Nordöstlich am Jardin du Luxembourg führt die Rue Monsieur le Prince entlang. Die Nummer 17 beherbergt San Francisco Books, eine 1997 gegründete Buchhandlung, die sich auf englischsprachige Literatur spezialisiert hat. Zwanzig Schritte weiter in der Nummer 41 liegt das Polidor. Joyce, Hemingway, Fitzgerald und Cortázar gehörten zu den Stammgästen, außerdem drehte Woody Allen für seinen Film „Midnight in Paris“ mehrere Szenen hier.
Weiter geht’s in die 6 Rue Férou.
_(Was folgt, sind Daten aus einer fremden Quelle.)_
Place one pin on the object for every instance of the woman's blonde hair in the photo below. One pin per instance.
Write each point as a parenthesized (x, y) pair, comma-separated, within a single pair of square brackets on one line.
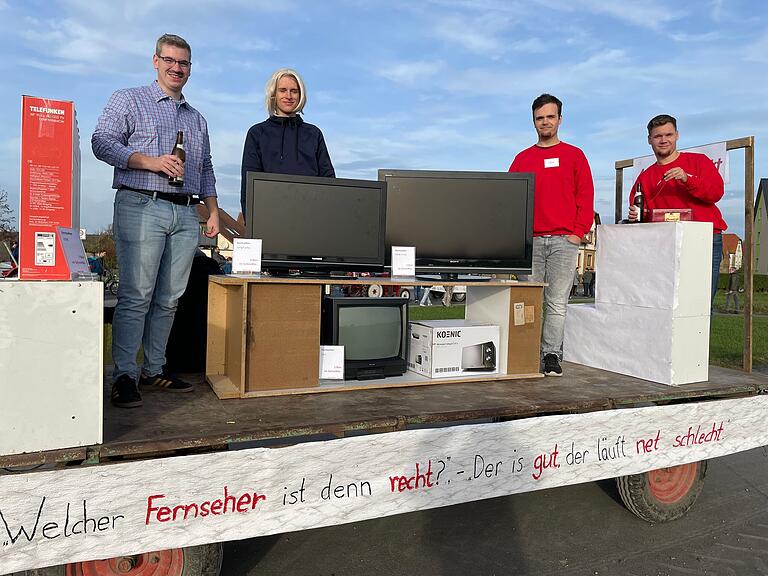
[(270, 101)]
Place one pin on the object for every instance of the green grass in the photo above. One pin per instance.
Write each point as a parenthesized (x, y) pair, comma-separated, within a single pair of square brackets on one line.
[(726, 341), (759, 302), (437, 312)]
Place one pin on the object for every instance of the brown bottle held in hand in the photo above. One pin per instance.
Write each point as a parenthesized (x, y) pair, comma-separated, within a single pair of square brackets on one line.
[(178, 151)]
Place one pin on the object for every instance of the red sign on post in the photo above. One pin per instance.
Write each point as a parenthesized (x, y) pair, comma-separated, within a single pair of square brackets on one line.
[(50, 186)]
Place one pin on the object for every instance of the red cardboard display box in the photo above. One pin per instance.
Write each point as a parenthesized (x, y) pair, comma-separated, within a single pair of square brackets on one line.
[(50, 186)]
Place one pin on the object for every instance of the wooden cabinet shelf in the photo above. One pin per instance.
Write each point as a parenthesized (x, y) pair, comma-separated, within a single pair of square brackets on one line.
[(264, 333)]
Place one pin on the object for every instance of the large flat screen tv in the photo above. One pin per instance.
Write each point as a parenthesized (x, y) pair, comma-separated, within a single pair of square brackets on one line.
[(461, 222), (373, 331), (314, 224)]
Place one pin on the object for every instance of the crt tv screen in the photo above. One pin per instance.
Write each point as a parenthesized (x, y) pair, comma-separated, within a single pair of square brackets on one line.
[(312, 223), (462, 222), (373, 331)]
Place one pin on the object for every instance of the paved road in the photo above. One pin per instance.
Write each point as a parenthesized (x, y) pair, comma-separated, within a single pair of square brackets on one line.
[(575, 530)]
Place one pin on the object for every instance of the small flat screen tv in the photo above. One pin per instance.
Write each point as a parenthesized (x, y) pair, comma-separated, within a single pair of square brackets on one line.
[(373, 331), (314, 224), (461, 222)]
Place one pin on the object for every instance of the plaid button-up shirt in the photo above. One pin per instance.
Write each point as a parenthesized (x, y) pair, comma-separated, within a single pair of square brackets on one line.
[(146, 120)]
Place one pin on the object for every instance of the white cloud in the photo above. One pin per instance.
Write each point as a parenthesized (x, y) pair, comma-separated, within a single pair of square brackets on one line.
[(410, 73)]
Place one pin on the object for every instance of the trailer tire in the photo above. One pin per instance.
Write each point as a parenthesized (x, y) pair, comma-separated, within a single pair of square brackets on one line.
[(665, 494), (202, 560)]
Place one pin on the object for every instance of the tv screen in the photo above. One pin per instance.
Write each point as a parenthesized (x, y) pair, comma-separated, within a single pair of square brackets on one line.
[(367, 332), (461, 222), (373, 331), (316, 224)]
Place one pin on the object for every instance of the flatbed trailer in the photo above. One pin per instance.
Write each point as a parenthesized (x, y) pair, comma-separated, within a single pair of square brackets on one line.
[(499, 433)]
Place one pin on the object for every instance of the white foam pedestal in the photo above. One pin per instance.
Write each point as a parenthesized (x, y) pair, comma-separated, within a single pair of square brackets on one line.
[(51, 365), (651, 313)]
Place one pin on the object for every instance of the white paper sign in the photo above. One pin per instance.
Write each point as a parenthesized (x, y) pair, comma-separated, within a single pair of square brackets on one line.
[(60, 516), (246, 255), (332, 362), (717, 153), (73, 252), (403, 261)]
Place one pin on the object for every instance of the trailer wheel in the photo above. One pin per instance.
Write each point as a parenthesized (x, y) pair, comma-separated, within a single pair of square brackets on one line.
[(665, 494), (193, 561)]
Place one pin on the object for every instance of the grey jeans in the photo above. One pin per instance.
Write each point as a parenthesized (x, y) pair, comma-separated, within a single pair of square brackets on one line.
[(554, 262)]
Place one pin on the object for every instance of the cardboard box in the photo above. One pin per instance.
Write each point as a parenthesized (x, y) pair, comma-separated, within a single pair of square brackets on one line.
[(447, 348)]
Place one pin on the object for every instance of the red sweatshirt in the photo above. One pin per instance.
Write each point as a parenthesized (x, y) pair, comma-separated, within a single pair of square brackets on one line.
[(703, 188), (564, 193)]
Hemingway lebt auch hier (im Jahr 1927) und ausnahmsweise wird nicht durch eine Plakette an der Wand darauf aufmerksam gemacht. Spannender ist die Rue Férou sowieso aus einem anderen Grund: In großen Buchstaben ist das hundert Zeilen umfassende Gedicht „Le Bateau Ivre“, das Rimbaud in einem Brief an Paul Verlaine schrieb, auf einer Wand zu lesen. Realisiert wurde das handgemalte Kunstwerk von Jan Willem Bruins, der es im Juni 2012 öffentlich einweihte. Ursprünglich stammt diese Idee übrigens aus den Niederlanden: Unter dem Namen „Muurgedichten“ wurde 1992 das erst Mauergedicht gemalt.
Die letzte Station ist die wohl bedeutendste dieser Route: Gertrude Steins Wohnung in der 27 Rue de Fleurus, in der sie fünfunddreißig Jahre lang lebte. In ihrem Salon trafen sie sich jeden Samstag, die Picassos und Dalís, die Hemingways und Fitzgeralds, die Pounds und Apollinaires dieser Welt – viele von ihnen lange bevor sie berühmt wurden.